Theater

Am Ende bleibt nur noch der Fleischergeselle

d'Lëtzebuerger Land vom 06.03.2020

Würg! Igitt! Da kotzt Lilli Epply gerade mehrere zermalmte Bissen auf den kalkweißen Boden, schon stürzt sich Fabian Krüger auf den Brei und schlingt ihn schnappatmend hinunter. Dem Publikum wird beim Zusehen übel, das Eintippen der Schilderung sorgt für neuen Ekel.

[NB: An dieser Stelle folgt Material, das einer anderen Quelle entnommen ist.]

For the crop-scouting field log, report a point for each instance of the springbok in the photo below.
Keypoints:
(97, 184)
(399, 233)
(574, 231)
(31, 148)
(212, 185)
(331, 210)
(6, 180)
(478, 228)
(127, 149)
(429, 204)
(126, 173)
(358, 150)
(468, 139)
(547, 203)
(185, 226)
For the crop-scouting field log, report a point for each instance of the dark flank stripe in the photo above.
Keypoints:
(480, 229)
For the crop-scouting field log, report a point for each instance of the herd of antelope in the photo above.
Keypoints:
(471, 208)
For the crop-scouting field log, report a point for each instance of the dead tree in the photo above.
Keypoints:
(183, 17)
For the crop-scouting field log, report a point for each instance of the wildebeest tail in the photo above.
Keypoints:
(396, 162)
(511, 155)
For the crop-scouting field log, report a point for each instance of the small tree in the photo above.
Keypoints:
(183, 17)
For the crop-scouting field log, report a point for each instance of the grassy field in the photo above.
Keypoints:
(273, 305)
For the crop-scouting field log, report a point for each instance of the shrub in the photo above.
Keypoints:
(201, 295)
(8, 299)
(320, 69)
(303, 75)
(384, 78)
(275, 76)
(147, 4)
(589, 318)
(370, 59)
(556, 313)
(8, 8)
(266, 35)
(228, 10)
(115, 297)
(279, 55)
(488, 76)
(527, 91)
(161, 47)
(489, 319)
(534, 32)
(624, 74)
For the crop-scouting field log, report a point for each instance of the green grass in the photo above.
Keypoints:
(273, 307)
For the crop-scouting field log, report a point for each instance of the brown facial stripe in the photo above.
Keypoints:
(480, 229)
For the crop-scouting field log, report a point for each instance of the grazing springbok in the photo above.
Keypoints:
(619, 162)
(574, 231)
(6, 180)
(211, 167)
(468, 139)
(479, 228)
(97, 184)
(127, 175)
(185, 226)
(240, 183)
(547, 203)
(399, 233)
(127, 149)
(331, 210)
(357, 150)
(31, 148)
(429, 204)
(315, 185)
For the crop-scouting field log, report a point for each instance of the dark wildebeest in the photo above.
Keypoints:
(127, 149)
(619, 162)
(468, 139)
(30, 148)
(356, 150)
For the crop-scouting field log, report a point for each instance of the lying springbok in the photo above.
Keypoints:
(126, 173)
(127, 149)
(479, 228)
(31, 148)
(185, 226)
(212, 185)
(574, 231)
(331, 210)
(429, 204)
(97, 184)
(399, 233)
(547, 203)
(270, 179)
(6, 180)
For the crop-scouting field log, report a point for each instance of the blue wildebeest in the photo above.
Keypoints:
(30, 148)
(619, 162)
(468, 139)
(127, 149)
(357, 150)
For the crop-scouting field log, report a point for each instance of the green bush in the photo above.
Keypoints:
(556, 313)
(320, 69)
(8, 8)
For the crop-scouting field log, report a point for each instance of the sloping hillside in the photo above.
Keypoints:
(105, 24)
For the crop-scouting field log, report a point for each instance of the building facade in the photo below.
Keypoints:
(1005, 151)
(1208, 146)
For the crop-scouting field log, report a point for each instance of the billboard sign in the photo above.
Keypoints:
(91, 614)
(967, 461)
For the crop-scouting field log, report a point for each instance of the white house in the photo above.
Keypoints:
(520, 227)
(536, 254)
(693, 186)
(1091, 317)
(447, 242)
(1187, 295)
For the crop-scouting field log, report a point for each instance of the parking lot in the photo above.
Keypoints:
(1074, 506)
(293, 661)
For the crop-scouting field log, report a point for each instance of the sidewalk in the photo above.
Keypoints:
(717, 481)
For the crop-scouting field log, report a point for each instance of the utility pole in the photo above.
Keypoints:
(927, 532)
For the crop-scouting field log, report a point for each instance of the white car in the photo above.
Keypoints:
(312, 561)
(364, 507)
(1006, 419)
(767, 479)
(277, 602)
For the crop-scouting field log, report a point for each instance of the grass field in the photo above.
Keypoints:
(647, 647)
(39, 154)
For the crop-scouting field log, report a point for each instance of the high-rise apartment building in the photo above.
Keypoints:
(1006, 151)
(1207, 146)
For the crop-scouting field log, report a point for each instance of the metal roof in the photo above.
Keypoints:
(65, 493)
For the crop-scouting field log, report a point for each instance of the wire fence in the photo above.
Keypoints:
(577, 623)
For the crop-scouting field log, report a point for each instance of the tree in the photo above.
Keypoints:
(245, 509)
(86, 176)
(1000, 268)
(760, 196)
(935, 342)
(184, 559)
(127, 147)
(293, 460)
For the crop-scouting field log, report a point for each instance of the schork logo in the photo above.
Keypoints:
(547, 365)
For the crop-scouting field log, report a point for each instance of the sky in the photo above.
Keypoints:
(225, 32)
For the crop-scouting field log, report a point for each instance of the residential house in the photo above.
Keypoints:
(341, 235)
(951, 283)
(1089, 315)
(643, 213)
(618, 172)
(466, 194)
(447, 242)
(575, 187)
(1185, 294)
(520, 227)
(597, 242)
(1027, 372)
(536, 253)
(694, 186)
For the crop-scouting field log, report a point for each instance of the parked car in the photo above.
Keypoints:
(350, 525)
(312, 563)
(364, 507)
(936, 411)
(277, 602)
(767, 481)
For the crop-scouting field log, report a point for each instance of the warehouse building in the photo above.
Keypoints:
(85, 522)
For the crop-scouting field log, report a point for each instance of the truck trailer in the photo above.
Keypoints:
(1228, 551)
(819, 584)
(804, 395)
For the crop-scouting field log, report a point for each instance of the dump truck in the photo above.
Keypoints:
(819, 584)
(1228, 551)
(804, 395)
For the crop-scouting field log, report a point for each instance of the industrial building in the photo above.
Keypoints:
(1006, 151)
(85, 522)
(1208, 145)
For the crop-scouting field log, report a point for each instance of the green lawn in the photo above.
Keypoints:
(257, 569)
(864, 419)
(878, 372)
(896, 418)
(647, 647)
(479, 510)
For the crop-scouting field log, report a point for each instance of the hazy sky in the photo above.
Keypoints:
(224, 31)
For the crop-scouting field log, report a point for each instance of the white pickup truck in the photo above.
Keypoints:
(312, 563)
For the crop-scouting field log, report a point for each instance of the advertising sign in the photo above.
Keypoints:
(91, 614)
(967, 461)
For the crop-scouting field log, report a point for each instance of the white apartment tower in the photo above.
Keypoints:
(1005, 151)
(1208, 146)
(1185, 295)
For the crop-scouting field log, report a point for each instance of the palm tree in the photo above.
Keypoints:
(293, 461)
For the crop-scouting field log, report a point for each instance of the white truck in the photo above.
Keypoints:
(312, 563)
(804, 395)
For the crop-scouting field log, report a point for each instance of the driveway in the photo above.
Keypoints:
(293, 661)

Frank Hoffmann mutet seinem aufstöhnenden Publikum so manches zu, wenn er den uniformierten Ulrich Kuhlmann den rechten Arm zum Hitlergruß hochreißen lässt und die organische Verkümmerung von Franz Kafkas Ungeziefer aus dessen Erzählung Die Verwandlung auf der Bühne inszeniert.

Hoffmanns TNL-Produktion mit Fabian Krüger in der Hauptrolle wäre jedoch kein Dienst erwiesen, beschränkte man sich in der Rückschau lediglich auf den nachweislichen Ekelfaktor. Nein, für diesen Premierenabend an der Route de Longwy hat sich ein Regisseur tiefgründig mit dem Text auseinandergesetzt und eine höchst organische Bühnenarbeit geliefert, die ihre eigene Sprache findet.

Zwei Elemente dieses Abends werden wohl in Erinnerung bleiben: die vermeintliche Notlösung Fabian Krüger, der für den erkrankten Uwe Bohm einsprang, und dazu die Bühne des Leipziger Malers Ben Willikens. Durch sie nimmt Hoffmanns Lesart der expressionistischen Verwandlung Gestalt an: In diesem Werk kommen zutiefst verfaulte soziale Strukturen einer Familie ans Tageslicht. Der Umstand, dass der Familiensohn Gregor Samsa eines Morgens als Ungeziefer aufwacht, darf als veräußerlichte Allegorie dieser kranken Beziehungen verstanden werden.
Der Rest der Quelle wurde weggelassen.